As far as I am aware, this case is the first one to bring the issue squarely before the court. The case involved a 2009 accident in which a teenage boy was driving and texting when he veered into the opposite lane and collided with a motorcycle, causing both occupants of the cycle to lose a leg. The motorcyclists sued not only the young man, but also, the woman with whom he was texting. The evidence clearly showed that the defendants had been texting each other all day and that they, like many teenagers, sent close to 100 texts to various people every day.
The Plaintiffs sued the remote texter saying that she aided and abetted the driver in his reading the text and that she had a duty toward the injured parties not to text someone who is driving. At the trial level the court dismissed the action but the Court of Appeals said the trial court was wrong, that there was a duty, but the duty was somewhat limited. In the case of Kubert v Best (NJ Court of Appeals A-1128-12T4 (2013)) the court found that while you could sue the remote texter, it would only result in liability if you could show the texter knew the driver was going to read the text while driving. There the court stated,
“We must determine as a matter of civil common law whether one who is texting from a location remote from the driver of a motor vehicle can be liable to persons injured because the driver was distracted by the text. We hold that the sender of a text message can potentially be liable if an accident is caused by texting, but only if the sender knew or had special reason to know that the recipient would view the text while driving and thus be distracted.”
Going back to our hypothetical situation where the couple having the argument continue it by text after one of them leaves the house: If the remote texter sent one horrible text after the other that would not be cause to give rise to liability since the texter could believe that the driver would follow the law and not read the texts until he was someplace safe. If, on the other hand, the parties were texting back and forth while driving including texts like “You always get in that car and run away. Be a man and face your problems” Answered by “I love my car more than I love you, and it moves better, too!” and then there were a series of texts, it may show that the texter knew or should have known that the driver was reading and responding to the texts.
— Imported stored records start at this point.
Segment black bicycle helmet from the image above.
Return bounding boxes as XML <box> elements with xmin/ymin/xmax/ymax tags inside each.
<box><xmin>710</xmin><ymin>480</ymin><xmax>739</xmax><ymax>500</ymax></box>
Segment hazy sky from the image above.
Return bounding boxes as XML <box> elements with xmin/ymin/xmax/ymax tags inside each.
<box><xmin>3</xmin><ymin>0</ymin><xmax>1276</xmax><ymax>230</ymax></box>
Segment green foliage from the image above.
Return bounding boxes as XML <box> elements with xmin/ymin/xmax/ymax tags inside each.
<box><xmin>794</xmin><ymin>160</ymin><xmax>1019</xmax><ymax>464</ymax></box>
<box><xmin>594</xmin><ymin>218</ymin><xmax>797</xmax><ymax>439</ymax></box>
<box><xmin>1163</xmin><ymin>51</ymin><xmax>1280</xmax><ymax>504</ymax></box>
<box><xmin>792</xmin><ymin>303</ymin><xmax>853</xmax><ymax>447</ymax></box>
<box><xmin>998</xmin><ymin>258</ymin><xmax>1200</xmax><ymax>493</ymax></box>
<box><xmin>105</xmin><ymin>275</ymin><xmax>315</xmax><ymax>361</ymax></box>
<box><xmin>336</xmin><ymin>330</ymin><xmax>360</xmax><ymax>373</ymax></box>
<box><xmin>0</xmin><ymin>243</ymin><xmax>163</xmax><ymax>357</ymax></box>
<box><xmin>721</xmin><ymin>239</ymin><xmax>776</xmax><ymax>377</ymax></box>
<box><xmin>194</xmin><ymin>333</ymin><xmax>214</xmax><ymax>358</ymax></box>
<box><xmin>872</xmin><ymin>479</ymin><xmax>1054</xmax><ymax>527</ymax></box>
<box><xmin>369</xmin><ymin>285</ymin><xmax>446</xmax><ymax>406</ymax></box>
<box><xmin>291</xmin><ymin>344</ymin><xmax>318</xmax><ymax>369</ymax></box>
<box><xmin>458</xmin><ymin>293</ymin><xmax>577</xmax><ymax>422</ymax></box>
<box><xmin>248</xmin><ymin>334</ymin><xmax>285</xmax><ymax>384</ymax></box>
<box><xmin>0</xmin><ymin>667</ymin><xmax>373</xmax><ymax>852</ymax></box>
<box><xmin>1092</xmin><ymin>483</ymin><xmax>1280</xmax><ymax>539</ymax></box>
As in many things, it all comes down to a case by case analysis. Was this person aware that the other person was driving? Was there a reason to know that the driver would read the text while in the act of driving? In the Kubert case referred to above, the court held that there was insufficient evidence to show that the remote texter knew that the driver was going to read the text while driving and, therefore, there was no liability. You can be sure, however, that this cause of action will grow in use as more and more people make the mistake of reading or responding to texts while driving.
Here are rules to live and let live by for texting:
1. Do not text and drive.
2. Do not look at the text and begin to respond while stopped at a light or stop sign because there is too much of a risk you might continue after you start driving.
3. If you know someone is going to read and reply to your text while driving, don’t send the text.